洗濯機で一緒に下着を洗われても問題ないが、会話は2分と持たない、ごく普通の親子。そんな親子のコレクションが、今も実家に保管されている「美味しんぼ全巻

父娘共通の趣味が読書
高尚なものではなく、西村京太郎、上田秀人、司馬遼太郎、杉浦日向子、そして美味しんぼ

小さい頃から、新刊が追加される本棚の横で、何度も読んだ美味しんぼ。
ロクに料理もしないのに、生涯使う機会が無いだろう「鮟鱇は吊るして、水で膨らませてから捌く」は知っている。
料理上手な旦那を得たら、この知識も日の目を見るかもしれないが、そんな予定は無い。


高校に合格し、晴れて「下校時に古本屋で古本を買いまくる生物部の女子高生」となった私。

購入した大量の古本を、文化祭の古本市で売り捌き、売上金に万札が数枚入るほど荒稼ぎしていたが、美味しんぼは売らず、欠けた巻をお互い探して補充し合った。


大学に合格し、都会で一人暮らし。
ちょっと地下鉄に乗れば、大きな書店が山ほど行ける。バイト代が入れど生活費がカツカツで、なかなか本を衝動買いできなかったが、充実した生活。
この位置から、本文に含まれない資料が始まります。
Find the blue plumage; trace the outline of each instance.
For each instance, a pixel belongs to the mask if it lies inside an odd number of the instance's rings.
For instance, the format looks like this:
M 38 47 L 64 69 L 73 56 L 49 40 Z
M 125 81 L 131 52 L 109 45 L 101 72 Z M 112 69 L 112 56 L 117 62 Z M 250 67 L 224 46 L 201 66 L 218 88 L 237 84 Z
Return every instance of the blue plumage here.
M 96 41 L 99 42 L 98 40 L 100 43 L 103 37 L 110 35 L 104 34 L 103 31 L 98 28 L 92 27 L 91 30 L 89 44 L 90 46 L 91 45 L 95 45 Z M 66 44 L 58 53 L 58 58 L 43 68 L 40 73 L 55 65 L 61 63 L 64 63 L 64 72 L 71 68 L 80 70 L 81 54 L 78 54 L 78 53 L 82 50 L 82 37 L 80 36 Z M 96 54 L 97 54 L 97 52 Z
地元は過疎化が進み、雑誌以外の本を買うために電車に乗らねばならない。
私は、美味しんぼの新刊や欠巻を見つけて、父の好きなコーヒー豆と共に実家に送った。
地元の自家焙煎のコーヒー豆屋さんが高齢で閉店されたからだ。

サイフォンも持っていたコーヒー好きの父。
コーヒー好きの父の姿を守りたい私のエゴでコーヒー豆を送っていた気がする。
スーパーでコーヒー豆を買うが、実家のコーヒーは今も美味しい。

順調に揃う美味しんぼ。
タイミングが悪いと、父も購入しており、同じ巻が実家の本棚に2冊並ぶ時もあった。


就職し、さらに実家から離れて暮らす私。
帰省するのは、盆正月とGW。
それなりにもらえる給料を手に、帰省するたびに「何か美味しいものを、どこか温泉にでも」と財布の口を開けるが、父が許さない。
私が支払っても、帰省最終日にお金を手に押し込められてしまう。
娘は何歳になっても娘であり、自分が娘に美味しいものを食べさせ、娘の笑顔を見るのが父の楽しみらしい。

すでに揃っている美味しんぼ111巻

私は父からの小遣いを受け取る代わりに「色々詰めた」と言いながら、もう美味しんぼが入っていない段ボールを実家に送る。


追伸
両親が「終活だ」と言いながら、余分な物は置きたくないようで、最近はもっぱら通販から美味しいものを贈ります。
それでも美味しんぼは実家の本棚に並んでおり、「必要な物」と認識されているのが地味に嬉しいです。